Keine Zettelwirschaft mehr: mit dem übersichtlicheren System sollen Mitarbeiter und Vorgesetzte immer einfach über Qualifikationen und Aufgaben im Bilde sein.

21.08.2020

Durch in einer App hinterlegte, modulare Anleitungen und Qualifikationsprofilen soll eine übersichtlichere, kompetenzbasierte Personaleinsatzplanung und -schulung in der Produktion ermöglicht werden.

Herkömmliche Produktions-IT-Systeme verfügen bisher nur über wenige Funktionen für die Personaleinsatzplanung. Gerade in kleinen und mittleren Unternehmen werden Produktionsaufträge oft noch mithilfe von Excel-Tabellen oder sogar auf Papier geplant und anhand von Qualifikationsmatrizen verteilt.

Das Fraunhofer-Institut für Produktionstechnologie IPT aus Aachen und das Institut für Fabrikanlagen und Logistik (IFA) der Leibniz Universität Hannover wollen nun in einem Forschungsprojekt die Planungsgrundlagen durch den Einsatz von Smart Devices verbessern und neue Wege der Mitarbeiterschulung erproben. Unternehmen aus dem produzierenden Gewerbe können sich an dem Projekt noch beteiligen.

Modulare und multimediale Anleitungen

Ziel des Forschungsprojekts »reQenrol«, das Anfang 2021 starten soll, ist eine kompetenzbasierte Personaleinsatzplanung und -schulung in der Produktion mithilfe von Smart Devices: Prozesserfahrene Mitarbeiterinnen und Mitarbeiter erstellen anhand eines Prozessbaukastens in einer App modulare und multimediale Anleitungen für die typischen Arbeitsschritte des Unternehmens. Die Einsatzplanung der verfügbaren Mitarbeiter soll dann auf Grundlage von Qualifikations- und Kompetenzprofilen erfolgen, die in der App hinterlegt werden.

Je nach Vorwissen der Mitarbeitenden wird die Software individuelle Schulungsunterlagen bereitstellen, die Anwender während ihrer Tätigkeit anleiten und sie individuell mit nützlichen Informationen unterstützen, so die Idee der Wissenschaftler. Durch die wiederholte Ausübung der Tätigkeit erweitert sich automatisch das Kompetenzprofil der Mitarbeitenden.

Ist die Person in ihrer neuen Tätigkeit sattelfest, soll das System die möglichen Einsatzgebiete der Person aktualisieren und dann zukünftig bei der Einsatzplanung auf die neuen Daten zurückgreifen.

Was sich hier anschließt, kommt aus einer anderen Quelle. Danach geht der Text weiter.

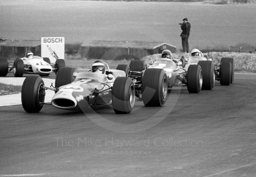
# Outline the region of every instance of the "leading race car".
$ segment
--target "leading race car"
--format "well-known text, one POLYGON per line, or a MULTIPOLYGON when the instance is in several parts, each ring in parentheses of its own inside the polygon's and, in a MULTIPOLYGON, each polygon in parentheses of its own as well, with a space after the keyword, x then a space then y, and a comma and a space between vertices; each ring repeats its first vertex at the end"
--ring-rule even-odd
MULTIPOLYGON (((134 85, 136 83, 127 77, 130 73, 129 66, 119 65, 116 69, 110 70, 106 63, 102 63, 106 66, 105 69, 101 70, 102 72, 100 73, 93 72, 94 64, 99 63, 94 62, 93 70, 89 72, 78 73, 76 68, 60 68, 56 76, 55 87, 45 86, 40 76, 27 77, 21 89, 23 108, 27 112, 36 112, 40 111, 44 104, 52 104, 59 109, 70 110, 84 110, 112 105, 116 113, 130 113, 135 102, 141 100, 135 89, 134 85), (44 101, 45 90, 47 89, 55 93, 51 103, 44 101), (138 98, 136 98, 136 97, 138 98)), ((156 76, 152 81, 145 81, 143 85, 148 87, 145 88, 142 93, 144 104, 152 100, 157 102, 158 93, 161 94, 161 96, 164 100, 166 99, 166 73, 163 69, 153 69, 154 71, 152 71, 156 76)), ((150 78, 151 74, 150 72, 146 73, 144 77, 150 78)), ((156 106, 162 105, 155 104, 156 106)))
POLYGON ((40 76, 29 76, 21 90, 24 110, 29 112, 40 111, 44 104, 60 109, 79 110, 112 104, 116 113, 129 113, 135 101, 135 89, 132 80, 123 71, 110 70, 104 73, 78 73, 76 68, 62 67, 56 76, 55 87, 44 85, 40 76), (51 103, 45 103, 45 90, 55 92, 51 103))
POLYGON ((57 74, 59 70, 66 66, 63 59, 57 59, 56 63, 51 63, 49 58, 32 56, 17 58, 14 62, 8 62, 5 58, 0 59, 0 76, 5 76, 8 72, 13 72, 15 77, 22 77, 24 73, 36 74, 48 76, 50 73, 57 74))

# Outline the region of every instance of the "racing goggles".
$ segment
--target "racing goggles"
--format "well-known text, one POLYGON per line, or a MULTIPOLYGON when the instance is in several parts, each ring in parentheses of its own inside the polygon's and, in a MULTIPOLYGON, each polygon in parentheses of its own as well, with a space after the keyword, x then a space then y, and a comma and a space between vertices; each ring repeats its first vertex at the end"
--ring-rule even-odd
POLYGON ((162 58, 171 58, 171 55, 170 54, 163 54, 162 55, 162 58))
POLYGON ((199 56, 199 52, 194 52, 193 53, 192 53, 191 54, 191 55, 192 56, 199 56))
POLYGON ((94 72, 97 71, 97 69, 102 71, 104 69, 104 66, 93 66, 92 69, 92 71, 94 72))

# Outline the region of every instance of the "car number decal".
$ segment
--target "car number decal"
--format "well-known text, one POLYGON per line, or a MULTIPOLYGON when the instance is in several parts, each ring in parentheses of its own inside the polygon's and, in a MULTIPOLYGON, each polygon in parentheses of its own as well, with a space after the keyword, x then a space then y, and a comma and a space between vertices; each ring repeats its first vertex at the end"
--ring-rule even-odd
POLYGON ((84 91, 84 89, 80 86, 70 85, 62 88, 60 91, 82 92, 84 91))
POLYGON ((160 63, 157 66, 155 67, 156 68, 162 68, 166 66, 166 64, 160 63))
POLYGON ((79 96, 76 96, 76 99, 77 100, 78 102, 79 102, 79 101, 81 101, 81 100, 84 100, 84 96, 79 95, 79 96))

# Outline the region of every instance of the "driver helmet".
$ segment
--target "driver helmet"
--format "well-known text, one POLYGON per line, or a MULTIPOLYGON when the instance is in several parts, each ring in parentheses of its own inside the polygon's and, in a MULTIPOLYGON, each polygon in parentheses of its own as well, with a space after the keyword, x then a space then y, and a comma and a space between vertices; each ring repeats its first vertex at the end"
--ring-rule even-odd
POLYGON ((172 56, 172 52, 169 50, 166 49, 162 52, 162 58, 167 58, 171 59, 171 57, 172 56))
POLYGON ((194 49, 191 51, 191 55, 192 57, 194 56, 198 56, 203 57, 203 54, 200 51, 196 49, 194 49))
POLYGON ((105 72, 105 65, 104 62, 100 60, 96 60, 92 63, 92 69, 93 73, 104 74, 105 72))
POLYGON ((31 51, 28 51, 27 52, 26 57, 28 59, 31 59, 34 56, 34 54, 31 51))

Gerade für kleine und mittlere Unternehmen, die mit hoher Variantenvielfalt und in kleinen Stückzahlen produzieren, bietet sich hier eine Chance, mit vergleichsweise geringen Investitionen dem Fachkräftemangel zu begegnen.

Teilnahme bis 30. September möglich

Das Fraunhofer IPT und das IFA suchen noch bis zum 30. September 2020 nach interessierten Unternehmen, die das Forschungsvorhaben als Anwender oder im Bereich der Softwareentwicklung im projektbegleitenden Ausschuss mitgestalten möchten. Das Projekt mit einer geplanten Laufzeit von zwei Jahren wird durch das Bundesministerium für Wirtschaft und Energie (BMWi) gefördert.

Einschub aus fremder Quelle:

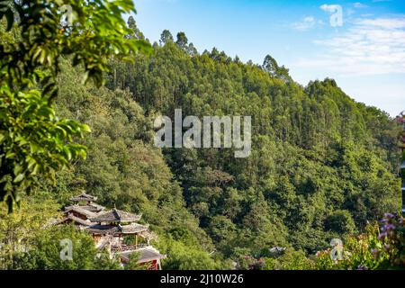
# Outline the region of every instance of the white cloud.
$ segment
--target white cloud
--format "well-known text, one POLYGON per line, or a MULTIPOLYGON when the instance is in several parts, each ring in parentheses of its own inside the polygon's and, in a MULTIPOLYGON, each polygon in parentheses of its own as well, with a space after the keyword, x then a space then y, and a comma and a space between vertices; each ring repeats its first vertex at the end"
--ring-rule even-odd
POLYGON ((322 68, 341 76, 405 73, 405 15, 360 19, 346 32, 316 40, 328 52, 299 66, 322 68))
POLYGON ((317 24, 322 24, 322 22, 315 19, 313 16, 308 16, 303 18, 301 22, 292 23, 292 26, 297 31, 304 32, 315 27, 317 24))
POLYGON ((359 9, 359 8, 367 8, 368 7, 366 4, 364 4, 363 3, 360 3, 360 2, 354 3, 353 6, 355 8, 357 8, 357 9, 359 9))

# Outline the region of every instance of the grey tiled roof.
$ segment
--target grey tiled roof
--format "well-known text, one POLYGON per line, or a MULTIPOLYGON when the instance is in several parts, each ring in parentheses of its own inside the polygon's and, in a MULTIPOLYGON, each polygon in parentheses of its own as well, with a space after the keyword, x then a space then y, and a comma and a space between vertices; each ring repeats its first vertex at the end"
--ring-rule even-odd
POLYGON ((159 251, 158 251, 157 249, 155 249, 153 247, 150 246, 137 250, 122 252, 121 254, 121 257, 124 262, 128 262, 130 260, 130 256, 132 253, 138 253, 139 255, 138 263, 140 264, 166 258, 166 255, 160 254, 159 251))
POLYGON ((130 225, 91 225, 87 231, 92 234, 101 234, 101 235, 107 235, 107 234, 134 234, 134 233, 140 233, 143 231, 148 230, 148 226, 140 225, 138 223, 132 223, 130 225))
POLYGON ((72 202, 93 202, 97 201, 97 197, 82 193, 80 195, 70 198, 72 202))
POLYGON ((140 220, 141 215, 131 214, 123 211, 113 209, 111 212, 90 219, 92 222, 134 222, 140 220))
POLYGON ((97 215, 97 213, 84 209, 84 207, 79 205, 72 205, 65 208, 65 212, 75 212, 79 214, 85 215, 87 218, 95 217, 97 215))

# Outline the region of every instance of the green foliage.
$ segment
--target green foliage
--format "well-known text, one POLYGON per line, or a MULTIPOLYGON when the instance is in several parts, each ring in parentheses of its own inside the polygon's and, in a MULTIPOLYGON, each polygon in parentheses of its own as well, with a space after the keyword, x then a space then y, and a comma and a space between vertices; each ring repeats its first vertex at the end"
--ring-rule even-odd
POLYGON ((75 226, 56 226, 45 230, 35 238, 33 248, 16 256, 14 269, 40 270, 89 270, 117 269, 118 264, 112 260, 98 258, 92 237, 86 231, 77 231, 75 226), (72 259, 60 256, 63 252, 61 242, 72 241, 72 259))
POLYGON ((346 238, 343 259, 332 261, 330 250, 317 254, 317 269, 404 269, 404 219, 385 214, 381 229, 369 225, 364 234, 346 238))
POLYGON ((264 270, 312 270, 314 262, 302 250, 287 249, 279 257, 264 259, 264 270))
POLYGON ((86 157, 74 138, 88 126, 58 119, 52 104, 60 58, 83 67, 85 82, 103 85, 110 57, 149 49, 124 39, 130 29, 122 14, 130 12, 130 0, 0 1, 0 21, 6 23, 0 26, 0 202, 6 201, 9 212, 37 176, 53 180, 54 171, 86 157), (67 7, 72 13, 63 22, 67 7))
POLYGON ((114 62, 120 73, 107 76, 107 86, 129 89, 150 115, 181 107, 184 115, 252 116, 246 159, 231 149, 163 149, 219 254, 314 254, 400 211, 398 129, 387 113, 356 103, 333 79, 302 87, 271 56, 257 66, 190 46, 184 32, 175 42, 164 31, 154 53, 135 56, 137 67, 114 62))
POLYGON ((42 194, 26 198, 21 209, 11 214, 5 207, 0 207, 0 269, 15 267, 15 254, 32 249, 43 228, 60 216, 58 209, 54 201, 42 194))
POLYGON ((162 260, 165 270, 215 270, 230 268, 230 263, 212 259, 203 250, 187 246, 171 238, 162 238, 158 244, 161 253, 167 256, 162 260))

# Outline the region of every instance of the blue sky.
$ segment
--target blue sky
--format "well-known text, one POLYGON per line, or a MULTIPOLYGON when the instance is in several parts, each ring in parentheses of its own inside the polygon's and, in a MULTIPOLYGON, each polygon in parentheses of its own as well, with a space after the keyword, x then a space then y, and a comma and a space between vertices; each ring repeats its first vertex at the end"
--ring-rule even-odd
POLYGON ((184 32, 200 52, 243 61, 272 55, 302 85, 333 77, 358 102, 405 110, 405 1, 139 0, 151 41, 184 32), (340 14, 341 12, 341 14, 340 14))

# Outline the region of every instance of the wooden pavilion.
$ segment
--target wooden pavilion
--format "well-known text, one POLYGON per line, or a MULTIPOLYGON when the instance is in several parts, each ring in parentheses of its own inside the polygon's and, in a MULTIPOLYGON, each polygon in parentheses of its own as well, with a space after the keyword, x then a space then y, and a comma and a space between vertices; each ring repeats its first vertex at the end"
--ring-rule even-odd
POLYGON ((94 203, 97 197, 82 193, 72 197, 73 205, 65 208, 61 223, 74 222, 80 230, 90 233, 98 249, 107 248, 110 254, 118 254, 124 266, 131 254, 137 254, 138 263, 149 270, 161 269, 160 260, 166 258, 150 246, 153 234, 148 225, 137 223, 141 214, 132 214, 117 209, 105 211, 94 203))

Der einmalige Beitrag für die Teilnahme beträgt für KMU 2000 Euro, größere Unternehmen zahlen 4000 Euro. Im projektbegleitenden Ausschuss nehmen die Unternehmen an zwei bis drei Projektsitzungen jährlich Teil, werden in die Definition der Anforderungen an die Software einbezogen und diskutieren die Ergebnisse aus Anwendersicht. Zusätzlich besteht die Möglichkeit, die Softwarelösungen mit den geeigneten Smart Devices im eigenen Unternehmen vor Ort zu erproben und einzusetzen.